The new direction for the company that the management sees is “creating the future of connected, electric, safe and shared mobility” which is encapsulated in the idea of “Destination Zero” to mean zero emissions, zero accidents and zero congestion. While I think that the direction is certainly the right one, it requires to be articulated and strategized in a positive and distinctive way for JLR to stand for certain values in the automobile industry. Jaguar Land Rover has invested in a £ 150 million National Automotive Innovation Centre at Coventry, in collaboration with Warwick University, through the Warwick Manufacturing Group and they seem to have already started on this new journey with the launch of Jaguar I-Pace and several other innovations.

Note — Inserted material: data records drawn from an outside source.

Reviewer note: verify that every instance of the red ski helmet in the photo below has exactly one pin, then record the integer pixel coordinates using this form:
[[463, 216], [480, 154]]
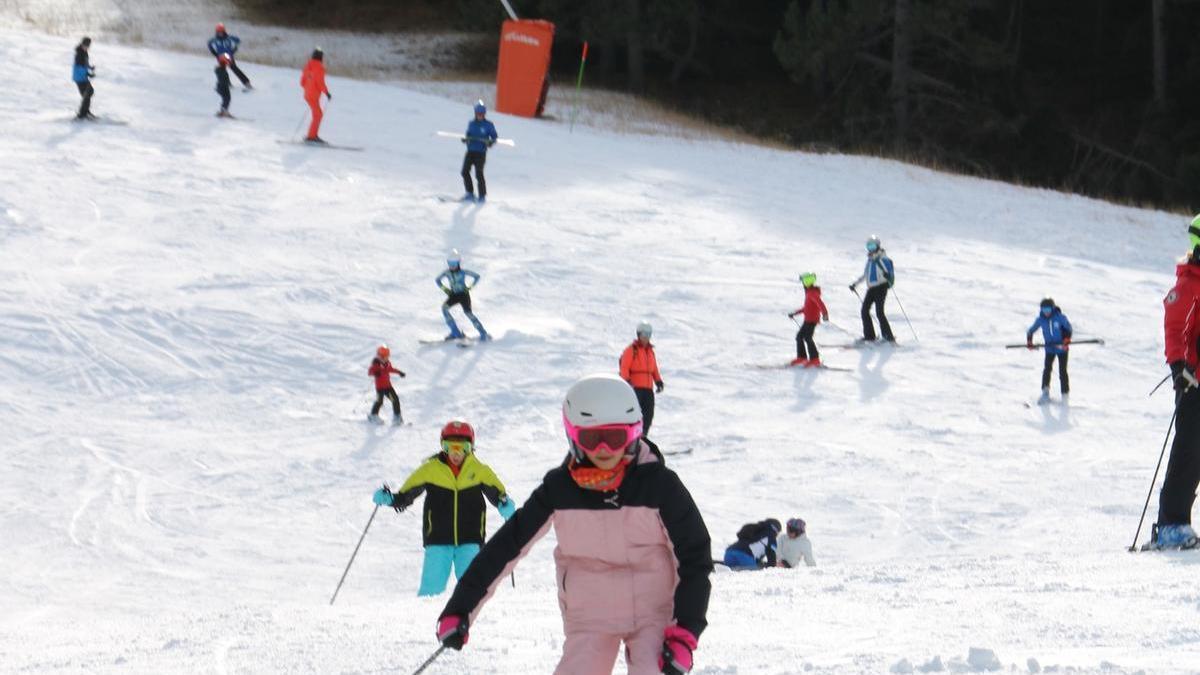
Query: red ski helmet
[[459, 429]]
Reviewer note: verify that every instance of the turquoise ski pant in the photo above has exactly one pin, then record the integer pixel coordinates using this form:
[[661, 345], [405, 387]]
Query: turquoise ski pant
[[438, 561]]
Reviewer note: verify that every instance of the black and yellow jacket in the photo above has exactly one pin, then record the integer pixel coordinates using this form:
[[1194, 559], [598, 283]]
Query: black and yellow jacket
[[454, 512]]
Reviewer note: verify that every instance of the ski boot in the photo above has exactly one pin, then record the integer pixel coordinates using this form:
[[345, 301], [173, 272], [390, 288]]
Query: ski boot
[[1177, 537]]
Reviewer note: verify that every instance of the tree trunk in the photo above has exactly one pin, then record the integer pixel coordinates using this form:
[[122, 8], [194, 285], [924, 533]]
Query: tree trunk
[[901, 69], [1158, 17], [634, 47]]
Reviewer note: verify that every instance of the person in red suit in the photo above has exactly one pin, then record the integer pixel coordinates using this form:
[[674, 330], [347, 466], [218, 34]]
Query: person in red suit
[[814, 311], [312, 79], [382, 369], [1181, 330]]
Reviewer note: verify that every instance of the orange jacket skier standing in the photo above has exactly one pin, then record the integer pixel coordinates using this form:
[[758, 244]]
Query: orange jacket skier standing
[[312, 79]]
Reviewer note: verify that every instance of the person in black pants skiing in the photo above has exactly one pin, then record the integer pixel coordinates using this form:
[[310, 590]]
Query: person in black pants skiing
[[879, 275], [82, 75], [223, 84], [225, 43], [1182, 334]]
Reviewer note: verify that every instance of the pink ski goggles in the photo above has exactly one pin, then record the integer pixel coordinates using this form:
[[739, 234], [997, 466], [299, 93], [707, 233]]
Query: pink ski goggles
[[613, 436]]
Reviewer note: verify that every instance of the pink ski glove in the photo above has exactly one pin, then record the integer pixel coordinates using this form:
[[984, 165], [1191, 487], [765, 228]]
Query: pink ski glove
[[453, 631], [677, 646]]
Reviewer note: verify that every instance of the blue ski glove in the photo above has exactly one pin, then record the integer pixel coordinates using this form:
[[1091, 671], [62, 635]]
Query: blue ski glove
[[382, 497], [507, 507]]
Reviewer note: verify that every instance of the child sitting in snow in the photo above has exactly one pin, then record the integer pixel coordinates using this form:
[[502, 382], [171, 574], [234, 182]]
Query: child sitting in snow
[[796, 545], [755, 547], [633, 556]]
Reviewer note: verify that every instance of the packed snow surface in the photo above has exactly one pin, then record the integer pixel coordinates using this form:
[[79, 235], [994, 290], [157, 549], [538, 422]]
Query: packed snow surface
[[187, 310]]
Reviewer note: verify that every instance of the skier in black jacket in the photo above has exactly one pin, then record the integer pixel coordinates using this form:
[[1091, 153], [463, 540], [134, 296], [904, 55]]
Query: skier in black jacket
[[633, 556]]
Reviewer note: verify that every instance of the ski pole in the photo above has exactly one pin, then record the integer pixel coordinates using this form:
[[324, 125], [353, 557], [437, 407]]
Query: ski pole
[[1133, 547], [1073, 342], [429, 661], [906, 316], [340, 581], [1159, 384], [579, 83]]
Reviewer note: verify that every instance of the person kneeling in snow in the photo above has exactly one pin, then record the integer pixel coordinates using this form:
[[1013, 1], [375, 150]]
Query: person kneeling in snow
[[755, 547], [455, 523], [633, 556], [796, 545]]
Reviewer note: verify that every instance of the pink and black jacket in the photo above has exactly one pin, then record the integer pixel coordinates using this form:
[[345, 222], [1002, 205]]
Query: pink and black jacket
[[625, 560]]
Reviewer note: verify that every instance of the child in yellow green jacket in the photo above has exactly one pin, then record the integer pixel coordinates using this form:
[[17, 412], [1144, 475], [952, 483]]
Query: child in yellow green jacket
[[454, 521]]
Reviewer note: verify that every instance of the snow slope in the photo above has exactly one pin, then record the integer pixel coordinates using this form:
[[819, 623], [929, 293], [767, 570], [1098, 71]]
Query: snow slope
[[187, 309]]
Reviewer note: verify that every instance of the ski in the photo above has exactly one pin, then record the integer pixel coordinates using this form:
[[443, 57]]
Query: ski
[[324, 145], [109, 121], [508, 142], [789, 366]]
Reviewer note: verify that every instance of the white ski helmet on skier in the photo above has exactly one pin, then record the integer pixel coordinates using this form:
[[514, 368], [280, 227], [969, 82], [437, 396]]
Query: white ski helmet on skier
[[601, 408]]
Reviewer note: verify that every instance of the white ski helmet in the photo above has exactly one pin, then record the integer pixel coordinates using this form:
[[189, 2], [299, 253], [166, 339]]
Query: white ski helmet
[[599, 400]]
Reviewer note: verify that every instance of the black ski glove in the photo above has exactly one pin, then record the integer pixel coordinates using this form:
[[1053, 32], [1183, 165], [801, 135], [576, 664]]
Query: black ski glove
[[1183, 376]]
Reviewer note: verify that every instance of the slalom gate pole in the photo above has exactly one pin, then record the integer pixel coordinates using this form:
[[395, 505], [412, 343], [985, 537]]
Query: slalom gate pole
[[342, 580], [906, 316], [1133, 547], [429, 661], [579, 84]]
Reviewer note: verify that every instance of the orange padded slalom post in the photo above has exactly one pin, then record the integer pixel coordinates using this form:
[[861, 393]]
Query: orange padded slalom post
[[525, 61]]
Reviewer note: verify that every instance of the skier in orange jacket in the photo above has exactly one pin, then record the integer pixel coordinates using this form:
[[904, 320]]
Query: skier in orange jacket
[[313, 82], [640, 368]]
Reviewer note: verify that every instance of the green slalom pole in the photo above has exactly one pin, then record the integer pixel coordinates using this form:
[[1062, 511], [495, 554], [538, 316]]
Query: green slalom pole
[[579, 84]]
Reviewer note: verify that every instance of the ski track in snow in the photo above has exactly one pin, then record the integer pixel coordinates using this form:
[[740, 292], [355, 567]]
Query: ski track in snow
[[187, 310]]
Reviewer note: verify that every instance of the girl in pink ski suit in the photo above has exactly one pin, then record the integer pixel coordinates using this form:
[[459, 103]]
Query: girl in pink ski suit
[[633, 556]]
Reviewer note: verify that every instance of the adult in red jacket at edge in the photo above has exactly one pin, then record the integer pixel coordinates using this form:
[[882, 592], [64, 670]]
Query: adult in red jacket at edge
[[312, 79], [1181, 329], [640, 368]]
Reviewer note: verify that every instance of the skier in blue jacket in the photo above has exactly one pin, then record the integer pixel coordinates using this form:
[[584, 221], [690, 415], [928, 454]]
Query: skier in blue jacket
[[1056, 334], [225, 43], [82, 75], [480, 136], [879, 275], [456, 282]]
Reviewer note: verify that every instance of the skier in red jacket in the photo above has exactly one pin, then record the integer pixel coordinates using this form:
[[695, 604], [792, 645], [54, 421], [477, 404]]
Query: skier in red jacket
[[1181, 329], [814, 311], [382, 369], [312, 79]]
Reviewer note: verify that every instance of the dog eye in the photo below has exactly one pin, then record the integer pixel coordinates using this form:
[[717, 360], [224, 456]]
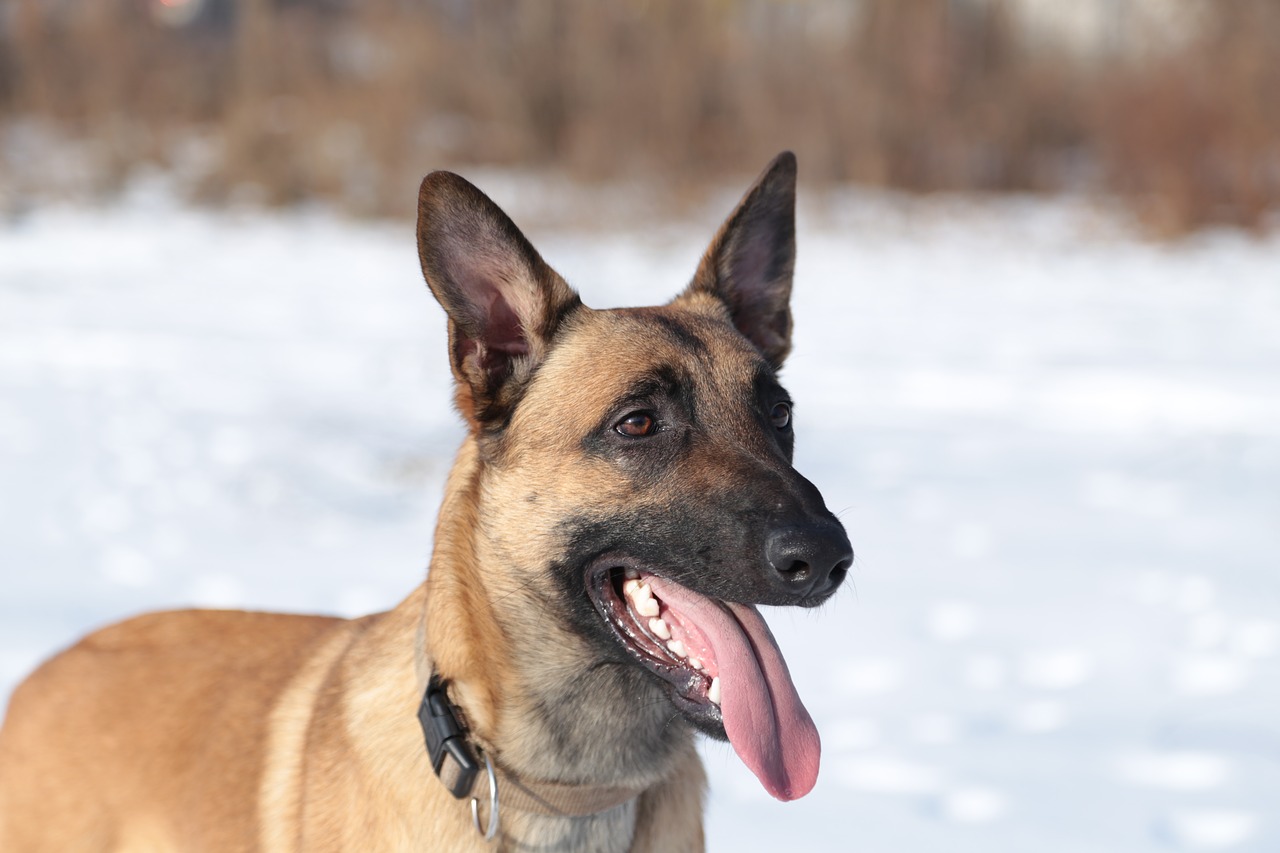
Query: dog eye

The whole world will also be moving to electric, safe and shared mobility one day. How can JLR make a mark in this and create a distinctive image and future for itself? Besides, what will define JLR’s relationship with its owners, Tata Motors, and how can JLR help Tata Motors too embark on a similar future in India and in other markets? These are some of the issues I attempt to try and resolve in a corporate brand strategy document that I have put together for Jaguar Land Rover as a Corporate Brand. You may read it by clicking on the link below.

https://peripateticperch.com/thoughts-on-jlr-corporate-brand/

The company’s corporate website says that they have also launched a shared mobility service in the UK called Pivotal. That too is a great idea and one that JLR customers in the UK would certainly be ready for. However, I would suggest that they seriously consider it as a third brand from JLR and carefully strategise the path forward for it, as also reconsider its branding. I devote some thought to this as well in the document mentioned above.

Jaguar IPace, the electric car that competes with Tesla in the US; Image: JLR corporate website

Because brands are relationships that companies and products have with their customers and other stakeholders, they always offer hope for renewal and change, provided the new direction does not cause too much dissonance with customers’ current expectations of it. In other words, the new direction must be in line with customers’ tastes and preferences. For example, every time that a company like Apple launches a new product, it usually does signify a big change in the customer’s and industry’s expectations and behaviour towards the category. However, because Apple is always focused on ways of improving customer interface with technology, change is always readily accepted and is an integral part of the “Apple brand” experience.

Here is hoping more brands will discover their core values and focus on ways of using them to bring about change and renewal for the future. Including a new vision for the company, as in the case of Jaguar Land Rover. It’s all possible if you put the brand at the centre and heart of your business.

Britain might want to look to Coventry and JLR, for some inspiration on the way ahead for its future in 2021.